子供の頃には興味を覚えなかったことがわかるようになるばかりだと、私は年をとって思います。歴史の話だとか、自分が生まれるよりまえの事物の話と、子供の頃の私は一体いくつすれ違ってきたのか。

もっと早いうちから興味をもって、進んで学べてきたら今頃私はどんなその道の猛者になっていたことか。ないものねだりを思うばかりですが、私には結局ここに至るまでの時間と経験が、その対象にそのレベルでの興味や情熱を抱くのに必要だったのです。その対象に対する、「空白の挿入」みたいな対応を、かなりの幅のある時間してきたからこそ、ようやくいまの私は、その空白の末尾に、対象への思いをつづりはじめることができるのです。

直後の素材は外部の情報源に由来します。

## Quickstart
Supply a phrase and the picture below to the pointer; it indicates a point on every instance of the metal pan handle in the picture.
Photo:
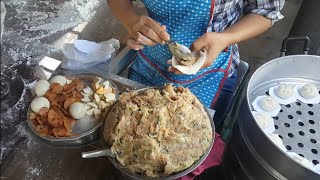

それはまるで、日頃の感謝を伝えられずにいる……感謝するのに十分な無償の愛をおのれに向けてくれている、ある人の態度や日頃のおこないの価値に気づくことと重なるのです。

母の日にカーネーションを送る風習があります。たかがカーネーションを贈ることで、母親が子にすること・もたらすこととの天秤が釣り合うなどとは微塵も思いません。親から子、世代から世代への「仕事」「つくしてやること」の天秤って、だいぶおかしな形をしている。子が、またその子に「してやる」ことで釣り合いがとれるようなかたちになっているようです。だからこそ、花を年に一回贈るとかそれくらいで釣り合うとも解釈できるのかもしれません。

存命の母に贈るなら赤やピンクのほうが、花言葉としては無難というか、添うものがあるようです。歌詞に出てくる白は、ある人が亡き母に贈ったエピソードがあるといいます。(参考サイト Shaddy>カーネーションの色により異なる花言葉の違いとは?

“どんなにきれいな花も いつかはしおれてしまう それでも私の胸に いつまでも 白いカーネーション(『白いカーネーション』より、作詞:井上陽水)

ヒトの思いや感情は、生気をまとった花のようなもの。命の宿っているときに発してこそ、言葉は「思い」として機能するのかもしれません。ヒトは、「生きた言葉」の幹です。

井上陽水さんが『白いカーネーション』において花言葉……その花の色によってニュアンスの変わる花言葉をどこまで意識して作詞したのかわかりかねますが、儚い命を嘆くような繊細な意匠美を感じます。まあ、作詞に実際する意識の度合いはいかようでもいいでしょう。むしろ、私の知る井上陽水さん像としては、あまり意識したり仕入れた知識に頼ることなくふわっと息を舞わせるみたいに命をさずけたのを想像します。まぁ、事実はさておきましょう。もちろん、ご本人に話を聞く奇跡的な機会のひとつでもあれば、お訊きしてみたいですけどね。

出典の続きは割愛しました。